Le phénomène des grossesses précoces en milieu scolaire continue de prendre de l’ampleur au Togo. Les chiffres officiels de l’année scolaire 2024-2025 révèlent une situation alarmante avec 2 284 cas enregistrés sur l’ensemble du territoire national. Un constat inquiétant qui pousse désormais le gouvernement à renforcer son dispositif de lutte et de protection des jeunes filles.
Les chiffres parlent d’eux-même
Dans le détail, les collèges concentrent le plus grand nombre de cas. Le secondaire 1 enregistre à lui seul 1 319 grossesses. Les lycées suivent avec 948 cas recensés. Plus choquant encore, 17 cas ont été signalés dans le primaire, alors que les élèves concernées sont parfois âgées de moins de 12 ans.
Ces statistiques illustrent l’ampleur du phénomène malgré les campagnes de sensibilisation menées ces dernières années. Elles mettent également en lumière la vulnérabilité des adolescentes dans plusieurs communautés.
L’âge moyen des collégiennes concernées se situe entre 11 et 15 ans. Une période particulièrement sensible où les jeunes filles sont souvent exposées à diverses formes de violences, de pressions sociales ou encore à des situations de précarité.
Pour Bénédicte Gnasa, cette situation constitue une véritable urgence sociale. « Les grossesses précoces, les mariages d’enfants et les violences basées sur le genre constituent de graves atteintes aux droits humains avec des conséquences sanitaires, psychologiques, économiques et sociales importantes pour les victimes », a-t-elle déclaré.
Grossesses précoces : Les conséquences et mesures
Les conséquences sont nombreuses. Beaucoup de jeunes filles abandonnent l’école après une grossesse.

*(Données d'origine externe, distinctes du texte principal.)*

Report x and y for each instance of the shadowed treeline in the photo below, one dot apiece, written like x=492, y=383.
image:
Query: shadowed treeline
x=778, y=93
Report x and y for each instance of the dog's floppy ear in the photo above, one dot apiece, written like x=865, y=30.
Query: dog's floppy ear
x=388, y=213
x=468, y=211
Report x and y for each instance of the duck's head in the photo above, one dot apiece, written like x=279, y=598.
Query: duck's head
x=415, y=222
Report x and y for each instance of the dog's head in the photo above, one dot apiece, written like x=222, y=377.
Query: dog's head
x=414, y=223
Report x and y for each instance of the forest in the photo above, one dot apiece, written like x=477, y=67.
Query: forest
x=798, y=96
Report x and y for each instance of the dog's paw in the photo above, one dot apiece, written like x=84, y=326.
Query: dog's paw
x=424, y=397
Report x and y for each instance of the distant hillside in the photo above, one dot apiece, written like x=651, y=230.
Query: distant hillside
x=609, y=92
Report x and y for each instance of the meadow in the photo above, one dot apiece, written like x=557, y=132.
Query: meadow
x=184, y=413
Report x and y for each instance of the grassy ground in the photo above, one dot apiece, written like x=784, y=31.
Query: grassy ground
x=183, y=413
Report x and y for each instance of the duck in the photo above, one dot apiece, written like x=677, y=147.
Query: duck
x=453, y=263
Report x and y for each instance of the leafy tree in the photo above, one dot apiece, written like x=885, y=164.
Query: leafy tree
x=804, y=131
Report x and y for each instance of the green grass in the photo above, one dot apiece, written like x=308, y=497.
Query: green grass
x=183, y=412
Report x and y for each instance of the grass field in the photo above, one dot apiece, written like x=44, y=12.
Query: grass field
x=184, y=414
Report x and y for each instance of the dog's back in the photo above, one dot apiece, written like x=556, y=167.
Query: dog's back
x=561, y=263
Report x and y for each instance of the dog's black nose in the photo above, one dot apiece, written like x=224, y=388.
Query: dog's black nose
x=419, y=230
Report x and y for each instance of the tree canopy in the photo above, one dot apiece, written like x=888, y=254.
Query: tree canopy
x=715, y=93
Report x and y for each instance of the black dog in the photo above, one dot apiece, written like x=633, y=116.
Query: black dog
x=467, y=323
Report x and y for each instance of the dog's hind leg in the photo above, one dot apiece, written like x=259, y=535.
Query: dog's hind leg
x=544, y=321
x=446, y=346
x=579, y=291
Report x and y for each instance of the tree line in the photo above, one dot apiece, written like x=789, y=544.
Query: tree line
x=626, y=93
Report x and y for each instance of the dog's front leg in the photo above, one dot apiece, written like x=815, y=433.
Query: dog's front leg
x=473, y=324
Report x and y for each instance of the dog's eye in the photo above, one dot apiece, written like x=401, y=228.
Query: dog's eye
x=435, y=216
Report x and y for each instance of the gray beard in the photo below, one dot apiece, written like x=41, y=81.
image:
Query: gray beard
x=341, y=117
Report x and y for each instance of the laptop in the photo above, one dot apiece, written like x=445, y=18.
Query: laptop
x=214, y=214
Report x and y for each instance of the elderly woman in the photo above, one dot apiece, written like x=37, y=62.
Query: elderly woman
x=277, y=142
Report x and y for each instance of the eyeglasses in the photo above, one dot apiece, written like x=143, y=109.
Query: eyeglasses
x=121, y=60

Certaines sont rejetées par leur entourage ou confrontées à des difficultés économiques. D’autres subissent des traumatismes psychologiques durables. Les risques sanitaires liés aux grossesses précoces restent également élevés, notamment chez les adolescentes très jeunes.
Face à cette montée inquiétante des cas, le gouvernement togolais a décidé de renforcer sa stratégie de riposte. La lutte s’inscrit désormais dans le cadre du Programme national de lutte contre les grossesses et mariages chez les adolescentes 2023-2027.
L’une des principales innovations du dispositif repose sur le déploiement de cellules communautaires de veille. Ces structures sont chargées de repérer les situations à risque, de sensibiliser les populations et d’assurer un suivi des actions sur le terrain.
Au total, 17 cellules ont été mises en place dans plusieurs localités du pays, notamment à Kpalimé. Elles comprennent 14 cellules cantonales et 3 cellules communales.
Leur mission consiste à travailler directement avec les communautés de base afin d’identifier rapidement les cas de vulnérabilité et de renforcer la protection des jeunes filles. Les autorités misent également sur une plus grande implication des familles, des enseignants, des leaders communautaires et religieux.
Au fil des années, le gouvernement a aussi renforcé son arsenal juridique pour mieux protéger les enfants et sanctionner les auteurs de violences. Le Code de l’enfant prévoit des sanctions sévères contre les violences faites aux mineurs. Des centres d’écoute et de prise en charge des victimes ont également été créés dans certaines localités.
Les défis
Cependant, de nombreux défis persistent. Les acteurs engagés dans la lutte estiment que les textes existent, mais que leur application reste parfois insuffisante. Dans plusieurs cas, les victimes hésitent encore à dénoncer leurs agresseurs par peur, par honte ou sous la pression familiale.
La pauvreté, le manque d’éducation sexuelle, les violences basées sur le genre et certaines pratiques socioculturelles continuent aussi d’alimenter le phénomène.
Pour plusieurs observateurs, la lutte contre les grossesses précoces ne peut pas reposer uniquement sur les autorités publiques. Elle nécessite une mobilisation collective impliquant parents, écoles, communautés, organisations de la société civile et partenaires techniques.
Avec plus de 2 200 cas enregistrés en une seule année scolaire, le phénomène apparaît aujourd’hui comme un véritable défi national pour le système éducatif togolais et pour la protection des droits des jeunes filles.